Both on land and in the ocean, the nitrogen cycle operates, albeit with distinct variations in the finer details.
- Nitrogen gas (N2) constitutes a significant portion (78%) of Earth’s atmosphere, but it’s inaccessible for direct use by our bodies.
- In ocean systems, N2 enters through atmospheric diffusion and runoff from land.
- Nitrogen fixation entails assimilating atmospheric nitrogen (N2) into organic compounds, converting it into ammonium (NH4+), an organic form, through a process called ammonification.
- Ammonium (NH4+) serves as a foundational building block for nitrogen-based compounds. While crucial for biochemical processes, it’s toxic to fish. Early in the saltwater cycle, an ammonia spike indicates bacteria’s conversion of N2 into NH4+.
- NH4+ forms the “amino” component of amino acids, essential for protein synthesis involved in cell structure and enzyme reactions.
- Plants, fungi, and bacteria can incorporate NH4+ into amino acids, structuring their cells. Consequently, organisms consuming these plants absorb amino acids.
- All organisms produce nitrogen-based waste; for humans, it’s excreted as urine. Fish secrete ammonium (NH4+) waste through their gills.
- From atmospheric nitrogen, ammonification yields NH4+. Nitrification ensues, converting NH4+ into nitrite (NO2-) and nitrate (NO3-), achieved by nitrosomonas bacteria.
- Nitrite (NO2-) is also toxic to fish. Nitrification progresses further as nitrobacter bacteria oxidize nitrite into nitrate (NO3-).
- NO3- removal occurs through water changes or plant uptake. However, neither directly converts NO3- into N2.
- Denitrification marks the cycle’s final stage. Anaerobic bacteria reduce nitrate (NO3-) to N2, concluding the process. Unlike earlier steps reliant on aerobic bacteria, this stage operates anaerobically.
- Ideally, anaerobic bacteria would populate your saltwater aquarium, converting nitrate into nitrogen gas (N2) instead of relying on water changes or macroalgae.
- Anaerobic bacteria thrive in extremely low oxygen environments, often found in deep sand beds or within porous rock formations within your tank.
Glossary of Terms
N2 nitrogen gas (atmospheric nitrogen)
Amino Acid– structural units that make up proteins
Ammonia & Ammonium–
- Ammonia and Ammonium are compounds that contain Nitrogen and Hydrogen. Ammonia contains one Nitrogen and three Hydrogen whereas Ammonium contains one Nitrogen and Four Hydrogen.

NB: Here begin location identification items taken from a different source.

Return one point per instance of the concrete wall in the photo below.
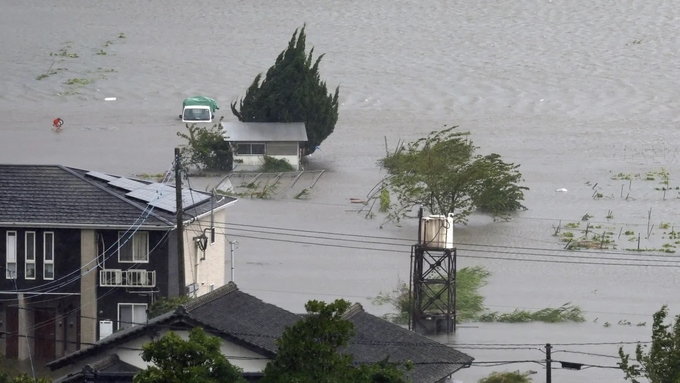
(205, 268)
(252, 162)
(88, 287)
(255, 162)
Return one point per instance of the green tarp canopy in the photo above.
(201, 100)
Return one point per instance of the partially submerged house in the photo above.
(84, 253)
(255, 140)
(249, 328)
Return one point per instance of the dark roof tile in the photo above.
(47, 195)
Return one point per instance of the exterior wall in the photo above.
(66, 256)
(205, 268)
(110, 297)
(88, 287)
(62, 296)
(253, 162)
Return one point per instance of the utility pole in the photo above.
(231, 243)
(180, 225)
(548, 361)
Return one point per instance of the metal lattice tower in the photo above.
(432, 288)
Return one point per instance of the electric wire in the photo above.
(228, 225)
(674, 265)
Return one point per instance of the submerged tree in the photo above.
(309, 351)
(292, 91)
(442, 173)
(660, 362)
(198, 359)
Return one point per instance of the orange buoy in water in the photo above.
(57, 123)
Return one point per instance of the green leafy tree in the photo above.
(164, 305)
(308, 351)
(292, 91)
(660, 362)
(442, 173)
(507, 377)
(198, 360)
(5, 377)
(206, 148)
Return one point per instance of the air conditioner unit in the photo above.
(436, 231)
(105, 328)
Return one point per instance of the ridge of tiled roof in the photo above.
(62, 196)
(120, 197)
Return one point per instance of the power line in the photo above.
(239, 226)
(586, 353)
(675, 264)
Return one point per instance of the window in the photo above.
(135, 249)
(30, 255)
(249, 148)
(48, 255)
(131, 314)
(11, 255)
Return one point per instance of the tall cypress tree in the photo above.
(292, 91)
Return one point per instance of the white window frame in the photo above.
(48, 260)
(250, 146)
(131, 242)
(132, 306)
(29, 258)
(8, 256)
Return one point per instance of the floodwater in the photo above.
(573, 91)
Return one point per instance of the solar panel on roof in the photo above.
(191, 197)
(126, 184)
(151, 192)
(101, 176)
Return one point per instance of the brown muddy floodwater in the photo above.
(575, 92)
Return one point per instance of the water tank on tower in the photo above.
(436, 231)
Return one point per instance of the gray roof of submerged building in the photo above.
(59, 196)
(264, 131)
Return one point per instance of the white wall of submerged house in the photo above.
(253, 162)
(206, 269)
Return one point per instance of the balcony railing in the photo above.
(127, 278)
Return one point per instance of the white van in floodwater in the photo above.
(198, 109)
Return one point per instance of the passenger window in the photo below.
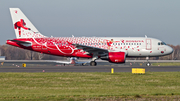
(159, 43)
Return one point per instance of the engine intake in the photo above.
(115, 57)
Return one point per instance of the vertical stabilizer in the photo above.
(22, 26)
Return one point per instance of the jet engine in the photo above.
(115, 57)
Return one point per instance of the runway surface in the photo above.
(87, 69)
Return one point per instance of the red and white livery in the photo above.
(112, 49)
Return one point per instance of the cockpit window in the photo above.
(161, 43)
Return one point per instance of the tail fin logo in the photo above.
(20, 24)
(16, 11)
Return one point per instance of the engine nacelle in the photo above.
(115, 57)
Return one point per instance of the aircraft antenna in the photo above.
(145, 36)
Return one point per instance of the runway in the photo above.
(88, 69)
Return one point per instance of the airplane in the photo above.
(112, 49)
(72, 60)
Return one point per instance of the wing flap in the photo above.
(89, 48)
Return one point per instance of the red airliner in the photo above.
(112, 49)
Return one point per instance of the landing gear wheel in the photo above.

- Ammonia is a weak base and is un-ionized. On the other hand, Ammonium is ionized.
Denitrification- Denitrification is a microbially facilitated process where nitrate is reduced and ultimately produces molecular nitrogen through a series of intermediate gaseous nitrogen oxide products
Nitrate Reduction– process involving anaerobic bacteria reducing NO3- (nitrate) to N2 (nitrogen gas.
Nitrification- Biological oxidation (break-down) of NH4+ to NO2- then NO3- (nitrite & nitrate)
Nitrogen Fixation– the chemical processes by which atmospheric nitrogen is assimilated into organic compounds, especially by certain microorganisms as part of the nitrogen cycle.
Nitrobacter- genus of gram-negative bacteria that oxidizes NO2- into NO3-.
Nitrosomonas– genus of Gram-negative bacteria that consume NH4+ (ammonium) and produce NO2- (nitrite)
Organic- carbon based
Oxidation- Oxidation occurs when an atom, molecule, or ion loses one or more electrons in a chemical reaction. The opposite of oxidation is reduction.
Proteins- Proteins are large, complex molecules that play many critical roles in the body. They do most of the work in cells and are required for the structure, function, and regulation of the body’s tissues and organs.